2. Technical measures to secure infrastructure and applications
Infrastructure & application security:
- Next-generation firewall
- Blocks traffic, services, ports and protocols except those expressly authorized and defined as appropriate and necessary for the organization.
- Vendors: Barracuda, Sophos, Stormshield
- Antivirus on all endpoints and servers with at least XDR/EDR capabilities:
- Antivirus that uses AI and machine learning to do exploit prevention, behavioral protection, anti-ransomware and that automatically identifies suspicious activity, can prioritize threat indicators and quickly search for potential threats on your endpoints and servers.
- Vendors: Sophos
- Managed Detection & Response (MDR) service:
- Identity and access control solution (IAM):
- User-based technology to have role-based user-level control over network resources and other organizational assets.
- Vendors: One Identity
- ZTNA (Zero Trust Network Access).
- Highly granular access controls by validating user identity and device health and compliance before granting access to systems or application.
- Vendors: Barracuda, Sophos, Cato Networks, One Identity
- MDM (mobile device management).
- Protection for mobile devices – even for users working with personal devices.

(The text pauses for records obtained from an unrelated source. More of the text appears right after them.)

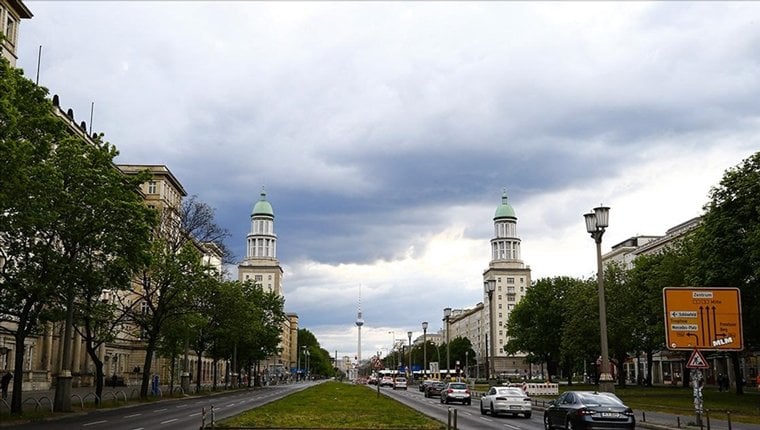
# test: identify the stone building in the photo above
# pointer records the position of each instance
(261, 266)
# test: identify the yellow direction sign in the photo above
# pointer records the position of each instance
(704, 318)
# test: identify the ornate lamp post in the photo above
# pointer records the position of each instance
(424, 348)
(489, 287)
(409, 364)
(446, 315)
(596, 223)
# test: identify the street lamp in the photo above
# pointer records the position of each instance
(409, 364)
(424, 348)
(446, 315)
(489, 286)
(596, 223)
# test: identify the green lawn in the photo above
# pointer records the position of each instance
(335, 405)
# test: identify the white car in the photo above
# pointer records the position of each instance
(399, 384)
(506, 400)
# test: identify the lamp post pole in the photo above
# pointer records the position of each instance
(424, 348)
(596, 223)
(409, 364)
(490, 286)
(446, 315)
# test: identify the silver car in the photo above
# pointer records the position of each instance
(456, 392)
(506, 400)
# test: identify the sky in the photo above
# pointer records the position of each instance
(384, 133)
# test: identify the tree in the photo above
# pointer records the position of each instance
(75, 225)
(727, 245)
(28, 261)
(535, 324)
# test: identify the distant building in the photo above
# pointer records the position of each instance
(512, 280)
(262, 267)
(11, 14)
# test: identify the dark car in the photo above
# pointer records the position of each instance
(588, 410)
(456, 392)
(434, 389)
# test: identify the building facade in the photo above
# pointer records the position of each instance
(485, 324)
(262, 267)
(11, 14)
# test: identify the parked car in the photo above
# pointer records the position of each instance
(506, 400)
(399, 383)
(456, 392)
(434, 389)
(588, 410)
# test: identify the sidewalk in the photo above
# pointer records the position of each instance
(660, 420)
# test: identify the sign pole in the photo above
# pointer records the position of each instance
(697, 382)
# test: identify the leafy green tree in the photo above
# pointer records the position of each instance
(28, 259)
(535, 324)
(580, 331)
(727, 245)
(91, 218)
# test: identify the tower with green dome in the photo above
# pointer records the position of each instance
(512, 280)
(260, 263)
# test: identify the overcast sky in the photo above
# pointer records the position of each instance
(384, 133)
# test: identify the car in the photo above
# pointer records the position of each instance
(456, 392)
(399, 383)
(506, 400)
(434, 389)
(588, 410)
(424, 384)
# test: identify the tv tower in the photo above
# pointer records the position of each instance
(359, 324)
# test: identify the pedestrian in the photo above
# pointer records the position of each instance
(4, 382)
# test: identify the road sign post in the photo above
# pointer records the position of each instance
(704, 318)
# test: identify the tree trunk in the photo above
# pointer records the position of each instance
(146, 370)
(738, 376)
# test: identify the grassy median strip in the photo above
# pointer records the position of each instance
(335, 405)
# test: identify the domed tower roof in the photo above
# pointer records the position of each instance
(263, 207)
(504, 210)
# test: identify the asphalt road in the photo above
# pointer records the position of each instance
(175, 414)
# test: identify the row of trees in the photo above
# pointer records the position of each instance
(460, 351)
(557, 321)
(78, 245)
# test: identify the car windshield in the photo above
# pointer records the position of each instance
(509, 392)
(599, 399)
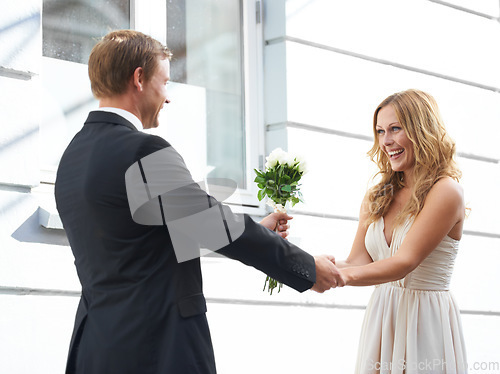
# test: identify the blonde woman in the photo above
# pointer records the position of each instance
(408, 236)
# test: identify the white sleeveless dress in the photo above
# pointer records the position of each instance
(412, 325)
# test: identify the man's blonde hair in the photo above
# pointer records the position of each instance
(117, 55)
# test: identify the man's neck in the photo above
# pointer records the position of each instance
(121, 102)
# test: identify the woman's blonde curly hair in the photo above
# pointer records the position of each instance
(419, 116)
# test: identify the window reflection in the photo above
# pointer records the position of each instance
(71, 28)
(206, 39)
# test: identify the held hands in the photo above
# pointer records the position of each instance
(277, 222)
(327, 274)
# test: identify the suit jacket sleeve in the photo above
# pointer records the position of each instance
(175, 200)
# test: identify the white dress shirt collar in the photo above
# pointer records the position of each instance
(125, 114)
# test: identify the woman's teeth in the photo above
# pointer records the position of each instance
(394, 153)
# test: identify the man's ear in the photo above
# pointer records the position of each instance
(138, 79)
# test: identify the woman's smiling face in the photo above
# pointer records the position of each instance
(393, 141)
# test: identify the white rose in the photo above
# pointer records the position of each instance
(302, 166)
(289, 159)
(274, 157)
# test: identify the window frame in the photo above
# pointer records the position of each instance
(150, 17)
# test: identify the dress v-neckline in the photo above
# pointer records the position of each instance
(383, 234)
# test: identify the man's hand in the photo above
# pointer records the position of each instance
(277, 222)
(327, 274)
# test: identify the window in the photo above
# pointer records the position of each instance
(206, 39)
(213, 119)
(70, 30)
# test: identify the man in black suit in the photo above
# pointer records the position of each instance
(141, 310)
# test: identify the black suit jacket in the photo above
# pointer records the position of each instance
(141, 311)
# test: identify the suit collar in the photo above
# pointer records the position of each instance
(100, 116)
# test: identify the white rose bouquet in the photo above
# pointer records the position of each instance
(280, 183)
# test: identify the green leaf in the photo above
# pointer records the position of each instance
(286, 188)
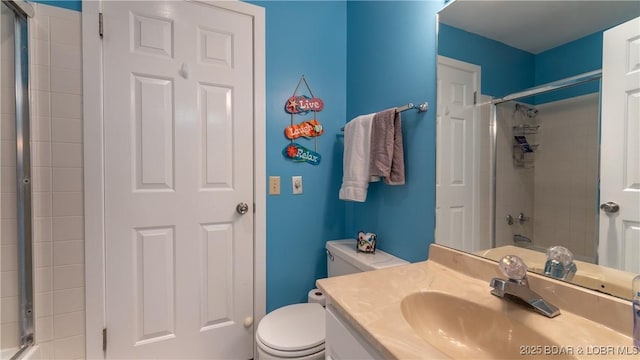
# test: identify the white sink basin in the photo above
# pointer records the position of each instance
(463, 329)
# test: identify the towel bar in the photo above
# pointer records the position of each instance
(421, 108)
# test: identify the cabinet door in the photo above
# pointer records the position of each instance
(344, 342)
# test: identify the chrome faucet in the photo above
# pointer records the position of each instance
(517, 287)
(560, 263)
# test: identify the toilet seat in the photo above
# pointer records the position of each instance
(292, 331)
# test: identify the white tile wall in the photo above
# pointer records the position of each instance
(564, 179)
(514, 185)
(58, 182)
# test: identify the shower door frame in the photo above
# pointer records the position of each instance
(22, 11)
(538, 90)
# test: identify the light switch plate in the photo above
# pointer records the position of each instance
(274, 185)
(296, 182)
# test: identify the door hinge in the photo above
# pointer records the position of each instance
(104, 340)
(100, 24)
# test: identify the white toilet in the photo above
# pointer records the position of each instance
(297, 331)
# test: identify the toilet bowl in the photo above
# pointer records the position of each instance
(292, 332)
(297, 332)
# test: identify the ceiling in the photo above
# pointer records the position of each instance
(536, 26)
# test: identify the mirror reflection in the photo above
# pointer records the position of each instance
(518, 172)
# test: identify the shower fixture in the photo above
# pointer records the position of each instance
(527, 111)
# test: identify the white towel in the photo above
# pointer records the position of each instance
(357, 148)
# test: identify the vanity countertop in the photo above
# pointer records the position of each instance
(371, 303)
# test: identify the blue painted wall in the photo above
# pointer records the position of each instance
(310, 38)
(577, 57)
(505, 69)
(71, 5)
(391, 61)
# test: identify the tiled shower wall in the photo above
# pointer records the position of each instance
(557, 190)
(56, 105)
(566, 176)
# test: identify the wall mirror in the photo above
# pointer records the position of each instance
(518, 134)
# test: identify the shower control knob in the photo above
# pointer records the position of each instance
(610, 207)
(242, 208)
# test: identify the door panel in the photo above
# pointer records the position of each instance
(178, 130)
(619, 241)
(456, 172)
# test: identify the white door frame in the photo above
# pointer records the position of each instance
(94, 169)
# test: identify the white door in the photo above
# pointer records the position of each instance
(457, 162)
(178, 120)
(619, 241)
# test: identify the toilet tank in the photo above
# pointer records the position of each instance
(343, 259)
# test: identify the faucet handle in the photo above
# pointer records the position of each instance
(513, 267)
(561, 254)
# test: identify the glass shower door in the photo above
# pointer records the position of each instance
(9, 320)
(16, 294)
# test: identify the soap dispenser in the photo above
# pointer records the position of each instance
(635, 286)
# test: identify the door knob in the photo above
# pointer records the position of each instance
(242, 208)
(610, 207)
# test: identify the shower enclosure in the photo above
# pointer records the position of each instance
(547, 167)
(16, 281)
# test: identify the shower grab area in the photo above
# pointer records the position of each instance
(16, 243)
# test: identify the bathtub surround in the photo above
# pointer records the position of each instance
(56, 108)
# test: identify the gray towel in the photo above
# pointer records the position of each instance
(387, 154)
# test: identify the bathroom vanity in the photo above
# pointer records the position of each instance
(443, 308)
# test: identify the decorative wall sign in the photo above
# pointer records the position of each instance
(303, 104)
(299, 153)
(307, 129)
(300, 105)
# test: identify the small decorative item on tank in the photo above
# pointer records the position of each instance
(367, 242)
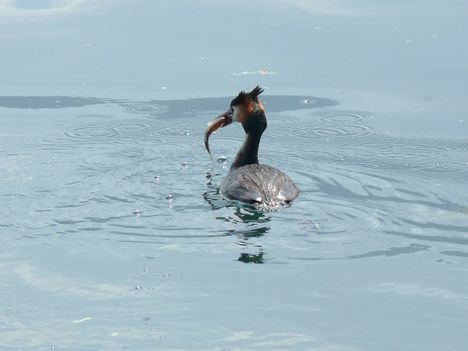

Flexible compliance rules monitor device health and flag deviations from desired settings.
- Vendors: Sophos
- Device & File encryption
- Protect devices and data with full encryption. Check encryption status of devices and demonstrate compliance.
- Vendors: Sophos
- Asset Management
- Proactive approach through inventory of all assets and vulnerability handling
- Vendors: Armis
- Centralization monitoring and alerting
- Monitor and correlate signals from across the network, identify and investigate suspicious activity on the network infrastructure to optimize cyber defense.